In Bocanegra v. State, 303 So.2d 429 (Fla. 2d DCA 1974), cert. dismissed, 308 So.2d 111 (Fla.1975), this court held that although the better practice is to postpone the swearing in chief of the jurors until the full panel is obtained, absent a showing of abuse of discretion, it is not error to swear the jurors individually rather than as a complete jury. In Tedder v. Video Electronics, Inc., 491 So.2d 533 (Fla. 1986), the supreme court, however, stated that the only fair scheme in the handling of jury selection is to allow the parties to exercise their challenges singularly, alternately, and orally so that, before a party exercises a peremptory challenge, he has *1352before him the full panel from which the challenge is to be made. The court then went on to say that this is not only the better practice but should be the rule. The Tedder court, accordingly, established the rule that absent exceptional circumstances a trial judge may not selectively swear individual jurors prior to the opportunity of counsel to view as a whole the entire panel from which challenges are to be made.

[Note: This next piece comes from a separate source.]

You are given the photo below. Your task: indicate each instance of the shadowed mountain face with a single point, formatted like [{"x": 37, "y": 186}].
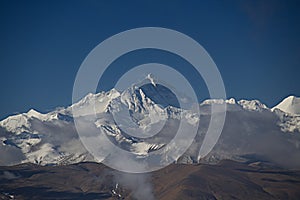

This newly established rule, however, does not benefit appellant in this case because the Tedder court did not eliminate a party's responsibility for properly preserving this issue for appeal. Not only did the appellant here fail to object to the procedure invoked by the trial court, he also did not attempt to exercise a challenge on any juror after that juror was sworn to try the cause. In Rivers v. State, 458 So.2d 762 (Fla.1984), cited by the court in Tedder, the court held that although the trial court had erred by requiring the parties to accept any prospective jurors not challenged at the first opportunity, the issue had not been properly preserved for appeal, because defense counsel, as in this case, did not subsequently attempt to back strike any prospective juror. See also, Johnston v. State, 497 So.2d 863 (Fla.1986).

AFFIRMED.

SCHEB, A.C.J., and FRANK, J., concur.